I've put up a small test program on the go playground: https://go.dev/play/p/VUpA2pLNQtS
To summarize:
- If I write a few million arbitrary values to a summary per second, everything is fine.
- If I write a few million zeros to a summary per second, everything is fine.
- If I write a few million values NEARLY all of which are zeros to a summary, performance goes completely pathological.

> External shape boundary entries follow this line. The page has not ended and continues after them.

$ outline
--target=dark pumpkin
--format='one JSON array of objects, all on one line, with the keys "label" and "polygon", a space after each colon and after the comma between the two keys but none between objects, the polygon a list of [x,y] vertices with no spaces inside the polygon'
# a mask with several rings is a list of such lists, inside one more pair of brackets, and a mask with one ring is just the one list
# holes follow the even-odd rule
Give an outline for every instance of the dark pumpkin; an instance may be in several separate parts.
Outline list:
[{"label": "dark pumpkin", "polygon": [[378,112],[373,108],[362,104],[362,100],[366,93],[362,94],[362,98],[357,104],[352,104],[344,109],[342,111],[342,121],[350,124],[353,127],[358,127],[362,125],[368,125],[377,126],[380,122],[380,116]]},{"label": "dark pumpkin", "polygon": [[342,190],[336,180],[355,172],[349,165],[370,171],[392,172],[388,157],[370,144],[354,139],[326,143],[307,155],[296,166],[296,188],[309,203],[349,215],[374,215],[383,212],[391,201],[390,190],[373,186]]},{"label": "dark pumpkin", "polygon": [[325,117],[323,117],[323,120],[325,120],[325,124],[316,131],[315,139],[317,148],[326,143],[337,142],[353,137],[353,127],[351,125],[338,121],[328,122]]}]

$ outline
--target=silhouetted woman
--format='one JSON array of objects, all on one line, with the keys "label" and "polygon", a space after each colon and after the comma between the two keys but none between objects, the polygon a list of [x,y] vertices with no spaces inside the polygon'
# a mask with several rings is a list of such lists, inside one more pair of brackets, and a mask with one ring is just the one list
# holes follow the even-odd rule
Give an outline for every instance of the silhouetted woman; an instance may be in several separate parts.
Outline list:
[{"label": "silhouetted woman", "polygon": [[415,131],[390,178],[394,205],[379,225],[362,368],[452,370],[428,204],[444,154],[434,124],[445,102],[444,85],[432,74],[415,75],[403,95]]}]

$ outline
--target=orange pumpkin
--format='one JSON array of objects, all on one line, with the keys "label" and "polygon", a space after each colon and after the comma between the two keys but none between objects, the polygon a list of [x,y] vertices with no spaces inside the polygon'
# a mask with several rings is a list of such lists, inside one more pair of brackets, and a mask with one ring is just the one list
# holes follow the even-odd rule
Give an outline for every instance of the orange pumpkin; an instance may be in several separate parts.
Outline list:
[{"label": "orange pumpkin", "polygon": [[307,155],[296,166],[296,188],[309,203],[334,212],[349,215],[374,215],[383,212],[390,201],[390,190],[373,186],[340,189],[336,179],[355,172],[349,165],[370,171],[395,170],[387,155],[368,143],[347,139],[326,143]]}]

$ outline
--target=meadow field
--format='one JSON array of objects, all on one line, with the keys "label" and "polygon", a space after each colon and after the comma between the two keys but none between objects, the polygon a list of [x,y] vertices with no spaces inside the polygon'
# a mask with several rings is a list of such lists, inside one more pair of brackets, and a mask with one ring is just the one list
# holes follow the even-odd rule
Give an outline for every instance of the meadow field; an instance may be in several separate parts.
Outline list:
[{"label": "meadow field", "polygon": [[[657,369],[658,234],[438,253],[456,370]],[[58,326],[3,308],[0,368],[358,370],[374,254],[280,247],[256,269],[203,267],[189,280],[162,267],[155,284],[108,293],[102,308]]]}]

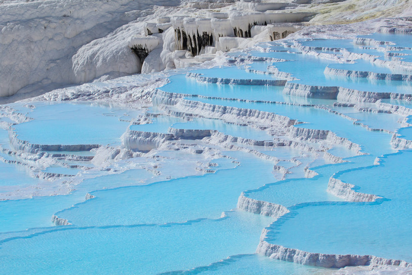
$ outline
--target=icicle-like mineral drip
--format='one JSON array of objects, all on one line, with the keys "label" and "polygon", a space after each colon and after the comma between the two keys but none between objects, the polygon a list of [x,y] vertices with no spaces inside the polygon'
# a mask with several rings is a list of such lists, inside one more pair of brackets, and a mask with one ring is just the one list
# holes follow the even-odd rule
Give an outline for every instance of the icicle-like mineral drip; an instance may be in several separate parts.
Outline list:
[{"label": "icicle-like mineral drip", "polygon": [[127,45],[143,63],[149,53],[159,45],[159,39],[156,36],[133,36],[129,39]]}]

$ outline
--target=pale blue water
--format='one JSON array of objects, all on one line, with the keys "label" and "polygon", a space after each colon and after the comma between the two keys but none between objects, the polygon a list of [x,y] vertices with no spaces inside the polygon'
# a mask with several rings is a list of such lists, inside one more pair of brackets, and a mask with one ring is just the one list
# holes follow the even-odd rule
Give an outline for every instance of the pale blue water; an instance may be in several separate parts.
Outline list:
[{"label": "pale blue water", "polygon": [[[400,81],[387,81],[385,80],[372,81],[364,78],[351,78],[341,76],[326,75],[324,71],[327,66],[333,67],[337,65],[339,68],[355,69],[356,70],[376,71],[378,72],[391,71],[384,68],[380,68],[364,61],[358,61],[360,67],[353,64],[339,64],[337,61],[322,59],[318,57],[288,52],[260,53],[252,52],[254,56],[277,58],[288,60],[285,62],[275,62],[272,66],[276,67],[283,72],[292,74],[299,80],[293,82],[308,85],[322,86],[338,86],[359,91],[377,92],[393,92],[401,94],[412,93],[412,86],[408,82]],[[396,70],[394,73],[399,72]]]},{"label": "pale blue water", "polygon": [[[374,34],[372,37],[410,47],[405,46],[410,44],[409,41],[405,41],[406,36]],[[354,45],[351,40],[299,42],[306,46],[345,49],[381,57],[384,53],[373,47]],[[291,61],[273,64],[256,62],[250,65],[251,68],[264,71],[268,65],[276,66],[300,78],[297,81],[300,83],[318,86],[340,86],[374,92],[408,93],[411,91],[410,84],[406,82],[355,80],[330,77],[324,73],[328,65],[377,72],[396,71],[374,66],[366,61],[339,64],[303,55],[294,48],[285,48],[276,43],[268,48],[277,51],[252,54]],[[339,54],[334,51],[327,52]],[[235,52],[229,55],[243,54]],[[272,77],[269,74],[248,73],[243,68],[235,66],[194,71],[208,76],[234,79]],[[347,162],[330,164],[319,156],[323,151],[308,152],[287,146],[242,145],[281,160],[277,165],[293,172],[286,175],[284,180],[280,180],[279,171],[273,170],[275,163],[258,159],[250,153],[225,151],[227,149],[221,153],[227,157],[217,156],[210,160],[207,154],[193,154],[184,149],[168,147],[150,152],[147,158],[116,162],[102,170],[90,162],[59,161],[69,165],[93,168],[87,172],[51,163],[38,165],[38,171],[77,174],[75,178],[78,182],[71,186],[71,191],[65,195],[0,201],[2,273],[289,275],[328,274],[334,271],[253,254],[262,230],[267,226],[269,231],[266,241],[287,247],[325,253],[374,255],[412,261],[412,194],[409,186],[412,151],[394,153],[390,144],[392,133],[368,131],[354,125],[350,120],[312,106],[273,102],[328,105],[360,120],[359,122],[371,128],[396,132],[401,138],[412,140],[412,128],[400,128],[398,121],[403,119],[402,116],[333,107],[336,101],[333,100],[285,96],[282,87],[203,84],[187,78],[184,74],[170,79],[170,83],[161,89],[193,96],[186,99],[287,116],[306,123],[296,127],[332,131],[359,144],[362,151],[370,154],[355,156],[354,150],[328,142],[325,144],[328,148],[308,143],[316,149],[322,148],[346,158]],[[235,100],[227,100],[228,98]],[[406,101],[383,101],[412,107]],[[159,114],[151,118],[152,123],[129,126],[146,110],[90,104],[32,104],[35,107],[33,110],[21,103],[11,106],[34,119],[13,127],[20,138],[34,143],[110,144],[117,146],[120,145],[120,137],[128,129],[163,133],[168,133],[170,128],[210,129],[259,140],[274,137],[265,131],[227,124],[219,120],[195,117],[188,121],[168,116],[163,114],[161,106],[147,110],[148,113]],[[373,104],[363,106],[376,107]],[[5,113],[1,112],[0,114]],[[206,146],[198,140],[181,142],[201,147]],[[0,130],[0,145],[9,148],[9,134],[6,130]],[[189,146],[184,145],[181,148],[186,149],[185,147]],[[210,146],[214,149],[220,148],[218,145]],[[49,152],[83,156],[95,154],[93,151]],[[387,156],[381,156],[383,154]],[[18,160],[20,158],[4,153],[0,153],[0,156],[9,160]],[[381,165],[373,166],[376,157],[383,161]],[[296,163],[293,160],[299,160],[302,164],[295,167]],[[27,161],[31,165],[37,165],[36,162]],[[200,175],[192,171],[200,163],[209,162],[217,165],[210,168],[214,173]],[[238,166],[236,162],[240,163]],[[192,164],[188,165],[190,163]],[[132,169],[120,173],[125,167]],[[305,167],[310,167],[318,175],[304,178]],[[80,173],[77,174],[78,172]],[[64,181],[70,180],[68,177],[63,181],[42,182],[32,177],[21,166],[2,162],[0,175],[0,195],[6,198],[8,197],[4,195],[5,192],[24,193],[27,185],[36,186],[39,190],[45,186],[59,190],[58,186],[64,187],[66,184]],[[343,201],[326,191],[332,176],[354,184],[357,191],[376,194],[383,199],[367,203]],[[83,176],[85,178],[82,180]],[[274,222],[268,217],[231,211],[236,209],[242,192],[254,199],[282,205],[291,212]],[[85,201],[87,193],[96,198]],[[224,217],[221,217],[223,212]],[[53,226],[51,218],[54,214],[68,219],[73,225]]]},{"label": "pale blue water", "polygon": [[35,120],[13,128],[19,138],[34,144],[120,144],[129,123],[110,111],[89,104],[39,104],[28,114]]},{"label": "pale blue water", "polygon": [[333,271],[333,269],[273,260],[257,254],[244,254],[235,255],[207,266],[200,266],[189,270],[165,272],[162,275],[299,275],[327,274]]},{"label": "pale blue water", "polygon": [[4,186],[36,184],[40,181],[30,176],[28,168],[3,161],[0,161],[0,175],[2,179],[0,192],[6,191]]},{"label": "pale blue water", "polygon": [[276,80],[279,79],[270,74],[250,73],[244,68],[235,66],[222,68],[202,69],[192,71],[192,72],[201,73],[203,76],[209,77],[219,77],[231,79]]},{"label": "pale blue water", "polygon": [[243,212],[227,215],[166,226],[57,227],[3,241],[0,266],[8,273],[44,274],[58,266],[65,274],[156,274],[254,253],[271,219]]}]

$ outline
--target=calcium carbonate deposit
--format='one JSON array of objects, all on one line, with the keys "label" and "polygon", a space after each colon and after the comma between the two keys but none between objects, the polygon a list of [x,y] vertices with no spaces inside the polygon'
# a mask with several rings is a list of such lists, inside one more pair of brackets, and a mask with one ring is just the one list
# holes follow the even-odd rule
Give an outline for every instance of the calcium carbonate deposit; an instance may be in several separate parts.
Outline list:
[{"label": "calcium carbonate deposit", "polygon": [[409,16],[0,1],[0,272],[412,274]]}]

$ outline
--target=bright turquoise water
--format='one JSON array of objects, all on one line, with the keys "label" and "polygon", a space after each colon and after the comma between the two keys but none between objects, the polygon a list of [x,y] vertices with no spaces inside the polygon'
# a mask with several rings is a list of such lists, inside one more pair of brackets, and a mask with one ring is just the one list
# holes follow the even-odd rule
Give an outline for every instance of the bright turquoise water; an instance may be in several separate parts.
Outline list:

So, for instance, with the provided test program, on my laptop:
$ ./summary -procs 8 -first -value 2 -rate 2080000 -secs 10
8 procs, 2080000 samples per second for 10 secs, 2080/ms, 260/proc/ms
1000 rounds, 999.968101ms elapsed
2000 rounds, 1.000117226s elapsed
3000 rounds, 999.884346ms elapsed
4000 rounds, 1.000144866s elapsed
5000 rounds, 999.953162ms elapsed
6000 rounds, 999.951624ms elapsed
7000 rounds, 999.975637ms elapsed
8000 rounds, 1.000083589s elapsed
9000 rounds, 999.938046ms elapsed
9.999977264s elapsed
0:$ ./summary -procs 8 -first -value 0 -rate 2080000 -secs 10
8 procs, 2080000 samples per second for 10 secs, 2080/ms, 260/proc/ms
1000 rounds, 1.000091221s elapsed
2000 rounds, 1.028908993s elapsed
3000 rounds, 1.373470493s elapsed
4000 rounds, 1.997987326s elapsed
5000 rounds, 3.407858654s elapsed
6000 rounds, 4.003588481s elapsed
7000 rounds, 4.748205114s elapsed
8000 rounds, 5.465365788s elapsed
9000 rounds, 6.129958022s elapsed
35.764543742s elapsed
0:$ ./summary -procs 8 -value 0 -rate 2080000 -secs 10
8 procs, 2080000 samples per second for 10 secs, 2080/ms, 260/proc/ms
1000 rounds, 1.000075348s elapsed
2000 rounds, 999.975518ms elapsed
3000 rounds, 1.00003006s elapsed
4000 rounds, 999.994831ms elapsed
5000 rounds, 1.000009216s elapsed
6000 rounds, 999.987056ms elapsed
7000 rounds, 999.998651ms elapsed
8000 rounds, 1.0000061s elapsed
9000 rounds, 999.992415ms elapsed
10.000071504s elapsed
It's particularly notable to me that it's specific to the value 0. If we write occasional 1
in a stream that's otherwise all 2
, that's fine, but if the stream is otherwise all 0
, we get this pathological behavior.
I doubt that you actually need the 2M values a second to trigger this at all, but it's certainly easier to see at that point.
We're not in any urgent need of a fix, since in the actual use case in question, the events that were generating the flood of 0 metrics were amenable to "well don't do that then" as a solution, but I feel like "there's a stream of data of which a whole lot is 0s but not quite all" must be a case that happens occasionally. (This might be a partial explanation for the other issue I see suggesting a linked list instead of a slice, since that looks like about where in the code a profile showed this acting up for me, too.)